Admittedly, these attacks or clashes between nomadic herdsmen and farming communities predates the Buhari administration, which came into power on the back of promises to fight the Boko Haram terrorism in the North-East as the core of its security agenda.

While it has found time to articulate a response to the issue of pipeline vandalism which threatens our already inadequate power supply and militancy in the Niger-Delta that is threatening to rear its head again, it is yet to recognize the urgency of the attacks by herdsmen despite the fact it has potential for farther-reaching effects than the other current security challenges.

No person has been arrested for involvement in the murder of Nigerian citizens even in cases where the head of the herdsmen’s association offered justification for these attacks; in one particular incident where 92 herdsmen were arrested while in transit with dangerous weapons, 56 of them seem to have disappeared into thin air somewhere in-between being in the custody of the police and the army.

This refusal of the Nigerian government to enforce law and order over seemingly vast ungoverned areas will only end up forcing the people to arm themselves for protection rather than be sitting ducks; at worst, they will try to exact justice outside the legal system by launching reprisal attacks, which will likely be against those whose only crime will be ethnic affiliations with the suspected attackers.

Such a reprisal will end up setting off more reprisals across the country and starting a huge conflagration of bloodshed.

The Federal Government must as a matter of urgency mandate the security agencies to properly investigate these attacks, and apprehend and prosecute any persons they have evidence that is involved in these attacks, no matter how highly placed.

It must also go to lengths to protect people in rural areas in crisis-prone states, act promptly on intelligence reports of impending attacks, and do all it can to secure our borders – with elected persons in government alleging that these attackers are non-Nigerians who come across our borders seeking pasture for their cattle.

The government must also go beyond that to address the root cause of these attacks – which is competition over land and water between farmers and herdsmen.
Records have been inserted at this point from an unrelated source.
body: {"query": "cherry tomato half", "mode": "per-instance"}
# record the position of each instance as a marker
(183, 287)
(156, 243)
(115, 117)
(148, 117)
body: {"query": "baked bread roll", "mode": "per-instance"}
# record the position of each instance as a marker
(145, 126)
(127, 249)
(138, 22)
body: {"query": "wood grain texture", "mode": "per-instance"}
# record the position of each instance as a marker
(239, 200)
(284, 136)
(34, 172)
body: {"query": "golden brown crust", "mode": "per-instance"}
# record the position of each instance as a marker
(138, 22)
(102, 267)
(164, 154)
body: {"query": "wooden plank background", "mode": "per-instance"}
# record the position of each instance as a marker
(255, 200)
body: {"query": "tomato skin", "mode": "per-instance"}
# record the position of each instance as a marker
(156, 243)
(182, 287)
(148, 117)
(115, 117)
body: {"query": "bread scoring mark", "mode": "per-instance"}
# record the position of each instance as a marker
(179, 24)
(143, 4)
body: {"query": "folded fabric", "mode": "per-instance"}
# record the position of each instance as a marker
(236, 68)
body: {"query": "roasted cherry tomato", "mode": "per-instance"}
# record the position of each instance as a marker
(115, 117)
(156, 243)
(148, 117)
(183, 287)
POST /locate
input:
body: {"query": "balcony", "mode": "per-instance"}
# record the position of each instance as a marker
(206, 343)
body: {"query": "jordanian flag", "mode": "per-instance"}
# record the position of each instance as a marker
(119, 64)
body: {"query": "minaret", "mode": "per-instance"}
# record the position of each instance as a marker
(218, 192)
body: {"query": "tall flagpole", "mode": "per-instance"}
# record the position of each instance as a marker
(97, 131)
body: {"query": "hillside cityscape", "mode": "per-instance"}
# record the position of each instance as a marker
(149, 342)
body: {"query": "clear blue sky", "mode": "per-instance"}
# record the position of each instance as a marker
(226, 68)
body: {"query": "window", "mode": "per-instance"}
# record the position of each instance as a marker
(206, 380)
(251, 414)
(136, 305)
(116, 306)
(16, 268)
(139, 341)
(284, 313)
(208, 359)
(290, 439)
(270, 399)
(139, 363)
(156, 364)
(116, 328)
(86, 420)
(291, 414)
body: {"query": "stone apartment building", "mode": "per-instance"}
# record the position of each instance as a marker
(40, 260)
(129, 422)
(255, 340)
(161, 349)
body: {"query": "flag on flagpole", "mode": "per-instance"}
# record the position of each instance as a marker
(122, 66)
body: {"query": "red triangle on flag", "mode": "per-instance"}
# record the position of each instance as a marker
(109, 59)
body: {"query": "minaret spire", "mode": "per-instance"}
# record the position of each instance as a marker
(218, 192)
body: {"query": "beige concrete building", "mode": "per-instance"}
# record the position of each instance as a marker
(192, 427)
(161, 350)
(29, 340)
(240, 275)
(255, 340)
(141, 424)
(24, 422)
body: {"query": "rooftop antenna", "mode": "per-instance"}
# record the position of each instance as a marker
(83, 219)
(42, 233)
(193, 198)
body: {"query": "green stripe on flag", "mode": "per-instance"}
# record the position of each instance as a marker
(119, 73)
Currently, there are two bills in the House of Representatives proposing the establishment of grazing reserves and ranches – it is important that the executive takes a keen interest in these bills to see how it can be used to solve this root problem.

Lastly, while the Minister for Agriculture Audu Ogbeh has announced the intention of the Federal Government to import high-quality grass from Brazil for cattle, the government can go a step further to provide cheap loans for cattle rearers who want to convert from nomadic pastoralism to ranching through the Central Bank of Nigeria and the Bank of Agriculture.

Such a policy will be an incentive for many cattle rearers to want to settle and own ranches, especially when other incentives such as access to better agricultural extension and veterinary services are added.

With every passing attack, Nigeria keeps getting pushed to the precipice. We cannot afford to keep sitting on our hands until she is completely tipped over.